Hierarchical Demand Forecasting Benchmark for the Distribution Grid
This dataset contains power measurements and meteorological forecasts relative to a set of 24 power meters located in Rolle (Switzerland). These datasets are published to provide a standard benchmark for evaluating forecasting algorithms for demand side management applications.
In L.Nespoli, V. Medici, K. Lopatichki, F. Sossan, Hierarchical Demand Forecasting Benchmark forthe Distribution Grid, arXiv, 2019, this dataset is used to test several regressors in predicting the 24 hours ahead electrical load.
This dataset consists of measurements coming from 62 IEC 61000-4-30 Class A power quality meters manufactured by DEPsys (Switzerland) installed in secondary substations and LV cabinets of the distribution grid of the city of Rolle (Switzerland). The dataset has been enriched with numerical weather predictions from commercial provider Meteoblue (Switzerland), updated every 12 hours.
The power measurements are provided as a pickle dataset, which includes:
For each phase:
- mean active and reactive power
- voltage magnitude
- maximum total harmonic distortion (THD)
- voltage frequency \(\omega\)
- the average power over the three phases.
The latter one has been used as target variable in the aforementioned paper.
The meteorological forecasts are provided as a Hierarchical Data Format 5 file, which includes:
- global horizontal and normal irradiance (GHI and GNI, respectively)
- relative humidity (RH)
- wind speed and direction.
How to read the files with Python
The following code allows to open the files in python
import pandas as pd nwp_data = pd.read_hdf("nwp_data.h5","df") power_data = pd.read_pickle("power_data.p")
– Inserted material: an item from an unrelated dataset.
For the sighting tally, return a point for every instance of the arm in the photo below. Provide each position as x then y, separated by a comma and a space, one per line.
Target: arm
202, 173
The nwp_data is a pandas DataFrame of arrays. Each column, whose name is self explanatory, represent a set of 24 hours forecasted meteorological variable. These represents the most recent forecasts available from the NWP service at the respective time index of the dataset.
The power_data is a dict of pandas DataFrame. The each value of the dict, whose key is self explanatory, contains a DataFrame whose columns are the name of the meter they refers to. The DataFrame 'P_mean' additionally contains 6 fictitious aggregations of the phase-mean power of the meters, 'S1', 'S2', 'S11', 'S12', 'S21', 'S22', and 'all', which represents the sum of all the meters. The hierarchical structure of the aggregations is the following one:
all __|__ | | S1 S2 _|_ _|_ | | | | S11 S12 S21 S22
S11 contains the first quarter of the time series presented in the dataset, while S12,S21,S22 contain the second, third and fourth quarter of the time series, respectively.
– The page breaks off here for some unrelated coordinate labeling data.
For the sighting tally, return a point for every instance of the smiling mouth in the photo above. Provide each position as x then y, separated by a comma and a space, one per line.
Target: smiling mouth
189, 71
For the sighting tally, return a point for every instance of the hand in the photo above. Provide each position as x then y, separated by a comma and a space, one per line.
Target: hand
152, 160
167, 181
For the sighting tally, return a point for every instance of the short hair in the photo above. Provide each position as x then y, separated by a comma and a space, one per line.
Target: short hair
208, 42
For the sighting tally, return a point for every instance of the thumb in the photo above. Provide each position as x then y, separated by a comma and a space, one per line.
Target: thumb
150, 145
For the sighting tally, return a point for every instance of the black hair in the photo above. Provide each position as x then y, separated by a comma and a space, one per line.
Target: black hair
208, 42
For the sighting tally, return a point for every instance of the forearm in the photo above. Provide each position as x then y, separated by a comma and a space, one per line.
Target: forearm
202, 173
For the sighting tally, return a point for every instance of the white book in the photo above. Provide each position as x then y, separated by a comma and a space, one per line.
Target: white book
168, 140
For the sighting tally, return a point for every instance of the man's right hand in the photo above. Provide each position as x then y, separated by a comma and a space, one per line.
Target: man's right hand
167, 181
Additionally to this, the reference paper also considered the following vacation days:
The reduced_dataset.pk contains a reduced version of the dataset, with just the mean active power and the GHI and T variables for the NWP forecasts.
This project is carried out within the frame of the Swiss Centre for Competence in Energy Research on the Future Swiss Electrical Infrastructure (SCCER-FURIES) with the financial support of the Swiss Innovation Agency (Innosuisse - SCCER program) and of the Swiss Federal Office of Energy with the project SI/501523.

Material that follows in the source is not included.